In this research, there are three key concepts: vehicle-terrain interaction mechanics, autonomous mobility systems, and robotic device development.
In vehicle-terrain interaction mechanics, the researchers analyze vehicle behavior using a dynamic simulator. They’re also developing vehicle-slip compensation systems and in-wheel-sensor systems.
“In the study of interaction mechanics, we first focus on a wheel itself using a “single-wheel testbed.” We put just one wheel on the testbed, and perform experimental runs to obtain wheel force data under different sets of slip parameters. Meanwhile, we numerically calculate wheel force based on a wheel-sand interaction model we developed. Then, we compare the experimental results with the numerical ones, so we can evaluate how valid the interaction model is. Applying this approach to a whole robot-vehicle system, it is possible to simulate how the robot behaves dynamically in an unknown environment. That’s the key approach in this research.”
“Sand flow investigation has received especially close attention in recent years. In our lab, of course, we’ve recently taken such an approach, called particle image velocimetry, or PIV, which has been widely used in fluid mechanics. PIV enables us to clearly determine the sand flow, helping to develop a well-defined interaction model.”
In the area of autonomous mobility systems, the Ishigami Lab is working on environment recognition using laser rangefinders and camera images, as well as robotlocalization, path planning, teleoperation, and integrated sensory processing systems.
“For example, in an unknown environment, there aren’t any road signs, saying ‘there’s an obstacle here,’ or ‘turn right at the next intersection.’ Such obstacles should be detected by onboard cameras, or laser rangefinders which operate based on the time-of-flight principle (measuring the time from a laser emission to detection of the reflected laser.). In our research, we effectively utilize such devices to obtain 3D distance data or 3D environment information. Based on these data, the robot itself decides how to travel. Such systems are called autonomous mobility systems.”
“One typical point of our lab is, I would say, we’re focusing on mechanics as well as autonomous mobility, applying both hardware and software approaches.. In general, one lab has one specific point of interest for research, and looks more deeply into that, but in our lab, we work on mechanics and also on autonomous mobility systems, so we pursue several topics in parallel. Robots consist of integrated technology, so we consider them as total systems.
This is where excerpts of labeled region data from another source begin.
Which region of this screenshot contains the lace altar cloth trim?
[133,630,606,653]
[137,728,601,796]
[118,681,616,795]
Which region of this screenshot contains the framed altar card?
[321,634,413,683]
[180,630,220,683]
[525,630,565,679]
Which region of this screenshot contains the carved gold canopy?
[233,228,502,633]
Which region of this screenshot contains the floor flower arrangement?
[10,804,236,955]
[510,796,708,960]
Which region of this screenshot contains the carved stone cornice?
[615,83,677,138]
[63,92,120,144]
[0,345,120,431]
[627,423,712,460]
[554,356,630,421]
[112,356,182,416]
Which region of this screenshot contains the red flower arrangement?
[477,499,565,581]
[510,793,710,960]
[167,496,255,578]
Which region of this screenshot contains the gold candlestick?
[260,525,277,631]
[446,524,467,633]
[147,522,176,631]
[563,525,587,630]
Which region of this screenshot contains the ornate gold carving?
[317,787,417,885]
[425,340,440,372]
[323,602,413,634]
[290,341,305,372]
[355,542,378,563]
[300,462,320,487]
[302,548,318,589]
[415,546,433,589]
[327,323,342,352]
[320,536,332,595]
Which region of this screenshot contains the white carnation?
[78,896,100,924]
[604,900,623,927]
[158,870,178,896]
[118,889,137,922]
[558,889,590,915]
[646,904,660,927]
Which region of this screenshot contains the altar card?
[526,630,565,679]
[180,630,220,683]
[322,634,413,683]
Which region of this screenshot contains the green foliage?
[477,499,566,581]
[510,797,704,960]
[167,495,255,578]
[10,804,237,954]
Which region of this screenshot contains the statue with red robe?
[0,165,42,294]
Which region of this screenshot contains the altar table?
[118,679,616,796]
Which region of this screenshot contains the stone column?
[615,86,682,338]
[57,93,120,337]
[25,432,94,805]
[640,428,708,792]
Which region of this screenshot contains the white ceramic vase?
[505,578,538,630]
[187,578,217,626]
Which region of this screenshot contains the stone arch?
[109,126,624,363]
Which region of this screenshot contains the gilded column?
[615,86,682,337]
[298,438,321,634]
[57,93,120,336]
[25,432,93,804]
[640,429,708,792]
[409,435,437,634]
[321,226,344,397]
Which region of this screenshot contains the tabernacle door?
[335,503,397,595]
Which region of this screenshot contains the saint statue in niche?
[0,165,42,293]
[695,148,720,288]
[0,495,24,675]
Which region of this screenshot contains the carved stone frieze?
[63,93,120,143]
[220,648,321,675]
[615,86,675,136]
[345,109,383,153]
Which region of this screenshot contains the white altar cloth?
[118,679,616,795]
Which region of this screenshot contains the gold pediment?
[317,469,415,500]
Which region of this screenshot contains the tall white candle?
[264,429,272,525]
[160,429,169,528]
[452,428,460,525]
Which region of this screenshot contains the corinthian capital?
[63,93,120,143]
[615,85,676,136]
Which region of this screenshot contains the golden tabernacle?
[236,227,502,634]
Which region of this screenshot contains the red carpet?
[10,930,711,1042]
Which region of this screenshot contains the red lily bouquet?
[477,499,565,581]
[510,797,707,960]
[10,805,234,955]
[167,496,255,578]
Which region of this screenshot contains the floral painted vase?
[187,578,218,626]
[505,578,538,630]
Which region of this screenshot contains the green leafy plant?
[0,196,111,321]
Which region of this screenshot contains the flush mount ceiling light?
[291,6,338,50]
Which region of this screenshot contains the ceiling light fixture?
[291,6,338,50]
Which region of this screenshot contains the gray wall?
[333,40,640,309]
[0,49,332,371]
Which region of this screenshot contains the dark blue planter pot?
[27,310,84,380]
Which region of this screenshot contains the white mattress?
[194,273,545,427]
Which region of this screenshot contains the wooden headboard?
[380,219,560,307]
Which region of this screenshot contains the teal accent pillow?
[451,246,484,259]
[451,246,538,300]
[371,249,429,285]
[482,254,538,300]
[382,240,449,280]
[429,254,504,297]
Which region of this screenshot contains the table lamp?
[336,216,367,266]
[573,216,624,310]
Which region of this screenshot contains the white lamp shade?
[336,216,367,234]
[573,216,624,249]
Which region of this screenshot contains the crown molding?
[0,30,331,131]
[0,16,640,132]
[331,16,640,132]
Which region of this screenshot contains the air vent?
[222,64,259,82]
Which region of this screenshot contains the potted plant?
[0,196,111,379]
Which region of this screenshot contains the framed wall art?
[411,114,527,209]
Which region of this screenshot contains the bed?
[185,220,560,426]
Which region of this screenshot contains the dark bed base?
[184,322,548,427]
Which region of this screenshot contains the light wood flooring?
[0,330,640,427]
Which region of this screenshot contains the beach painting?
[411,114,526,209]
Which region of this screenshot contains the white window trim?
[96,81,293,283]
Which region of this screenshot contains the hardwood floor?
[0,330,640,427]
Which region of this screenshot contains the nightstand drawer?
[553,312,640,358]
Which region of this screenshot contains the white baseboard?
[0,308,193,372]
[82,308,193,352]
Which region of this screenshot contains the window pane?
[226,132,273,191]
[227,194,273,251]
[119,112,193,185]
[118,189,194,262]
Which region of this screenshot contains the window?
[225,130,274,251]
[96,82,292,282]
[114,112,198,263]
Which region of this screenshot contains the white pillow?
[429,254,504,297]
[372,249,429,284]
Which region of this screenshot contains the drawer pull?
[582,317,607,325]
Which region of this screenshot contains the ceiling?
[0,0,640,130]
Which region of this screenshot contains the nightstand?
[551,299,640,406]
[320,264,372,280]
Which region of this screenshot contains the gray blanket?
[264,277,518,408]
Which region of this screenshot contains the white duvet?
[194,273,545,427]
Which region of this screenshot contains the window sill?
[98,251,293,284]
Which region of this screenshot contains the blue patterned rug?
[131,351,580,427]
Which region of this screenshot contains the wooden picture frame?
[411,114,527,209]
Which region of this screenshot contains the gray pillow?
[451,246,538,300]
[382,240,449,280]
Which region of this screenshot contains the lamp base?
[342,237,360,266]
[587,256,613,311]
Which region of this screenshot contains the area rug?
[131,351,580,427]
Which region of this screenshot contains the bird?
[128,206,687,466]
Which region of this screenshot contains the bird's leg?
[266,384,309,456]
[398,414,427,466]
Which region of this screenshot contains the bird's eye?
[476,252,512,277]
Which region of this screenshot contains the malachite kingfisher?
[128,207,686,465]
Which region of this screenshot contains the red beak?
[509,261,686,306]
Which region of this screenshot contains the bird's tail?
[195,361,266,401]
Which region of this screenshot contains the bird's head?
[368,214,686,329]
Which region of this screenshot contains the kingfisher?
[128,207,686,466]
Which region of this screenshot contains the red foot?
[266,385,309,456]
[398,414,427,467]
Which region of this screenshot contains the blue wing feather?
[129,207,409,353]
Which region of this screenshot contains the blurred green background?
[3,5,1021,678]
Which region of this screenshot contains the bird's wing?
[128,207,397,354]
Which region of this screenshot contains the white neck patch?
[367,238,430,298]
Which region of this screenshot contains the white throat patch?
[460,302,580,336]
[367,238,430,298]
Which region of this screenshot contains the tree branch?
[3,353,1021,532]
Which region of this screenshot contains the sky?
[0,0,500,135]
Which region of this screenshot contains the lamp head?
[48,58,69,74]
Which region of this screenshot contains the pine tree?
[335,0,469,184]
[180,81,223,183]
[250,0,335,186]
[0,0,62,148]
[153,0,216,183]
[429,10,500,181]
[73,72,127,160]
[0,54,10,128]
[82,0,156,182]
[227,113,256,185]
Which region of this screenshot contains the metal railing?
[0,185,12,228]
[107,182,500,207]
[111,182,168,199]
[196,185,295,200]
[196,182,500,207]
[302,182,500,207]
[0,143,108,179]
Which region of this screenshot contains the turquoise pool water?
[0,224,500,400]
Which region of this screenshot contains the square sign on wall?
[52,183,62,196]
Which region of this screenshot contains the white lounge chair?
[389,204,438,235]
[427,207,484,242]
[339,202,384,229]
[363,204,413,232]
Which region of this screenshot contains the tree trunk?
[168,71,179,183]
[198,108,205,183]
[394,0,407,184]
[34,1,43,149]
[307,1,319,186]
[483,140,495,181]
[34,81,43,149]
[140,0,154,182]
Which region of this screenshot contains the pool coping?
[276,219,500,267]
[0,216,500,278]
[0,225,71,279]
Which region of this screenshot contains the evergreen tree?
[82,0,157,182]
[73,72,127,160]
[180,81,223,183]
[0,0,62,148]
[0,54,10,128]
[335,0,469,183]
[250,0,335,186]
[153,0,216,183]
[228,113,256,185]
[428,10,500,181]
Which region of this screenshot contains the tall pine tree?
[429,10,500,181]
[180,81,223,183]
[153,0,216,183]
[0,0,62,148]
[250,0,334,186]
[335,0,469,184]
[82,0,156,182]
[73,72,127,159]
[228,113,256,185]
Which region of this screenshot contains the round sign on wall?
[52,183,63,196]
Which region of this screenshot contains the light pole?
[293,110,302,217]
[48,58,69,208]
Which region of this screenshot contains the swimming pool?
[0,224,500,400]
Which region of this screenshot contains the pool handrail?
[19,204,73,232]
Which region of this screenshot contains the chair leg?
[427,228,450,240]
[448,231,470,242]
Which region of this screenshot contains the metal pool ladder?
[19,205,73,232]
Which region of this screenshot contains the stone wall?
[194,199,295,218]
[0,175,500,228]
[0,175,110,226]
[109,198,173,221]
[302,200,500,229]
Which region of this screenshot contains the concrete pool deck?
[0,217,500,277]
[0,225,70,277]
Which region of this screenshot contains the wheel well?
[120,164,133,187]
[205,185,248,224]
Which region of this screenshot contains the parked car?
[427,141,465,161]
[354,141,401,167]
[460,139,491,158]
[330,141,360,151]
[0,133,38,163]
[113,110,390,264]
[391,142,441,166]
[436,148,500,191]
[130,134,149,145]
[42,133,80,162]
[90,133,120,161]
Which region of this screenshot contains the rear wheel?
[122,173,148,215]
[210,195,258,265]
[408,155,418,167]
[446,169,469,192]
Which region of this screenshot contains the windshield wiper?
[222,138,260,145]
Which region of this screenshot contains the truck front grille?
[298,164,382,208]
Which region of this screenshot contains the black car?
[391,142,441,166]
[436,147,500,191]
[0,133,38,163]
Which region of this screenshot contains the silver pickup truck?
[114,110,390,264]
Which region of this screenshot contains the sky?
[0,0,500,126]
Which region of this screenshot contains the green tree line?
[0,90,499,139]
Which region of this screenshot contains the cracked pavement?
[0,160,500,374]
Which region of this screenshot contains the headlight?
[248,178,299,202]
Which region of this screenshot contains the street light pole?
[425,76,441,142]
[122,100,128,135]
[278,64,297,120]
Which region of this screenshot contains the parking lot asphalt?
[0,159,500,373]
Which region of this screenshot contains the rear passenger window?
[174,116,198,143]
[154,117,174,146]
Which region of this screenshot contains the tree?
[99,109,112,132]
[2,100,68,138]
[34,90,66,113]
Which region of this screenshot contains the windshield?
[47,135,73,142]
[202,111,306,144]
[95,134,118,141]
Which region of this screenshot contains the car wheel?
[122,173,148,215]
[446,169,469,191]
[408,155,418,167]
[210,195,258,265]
In addition, another feature of our research is, we consider that field tests are extremely important. We actually take our robots to outdoor environments such as volcanic regions on Izu Oshima and Mt. Aso, and operate them in rough terrain, to test how they act in actual environments.”
“The field of robotics comprises a variety of technologies. So, rather than sticking to a single academic discipline, we’d like students to do research from a broad perspective.”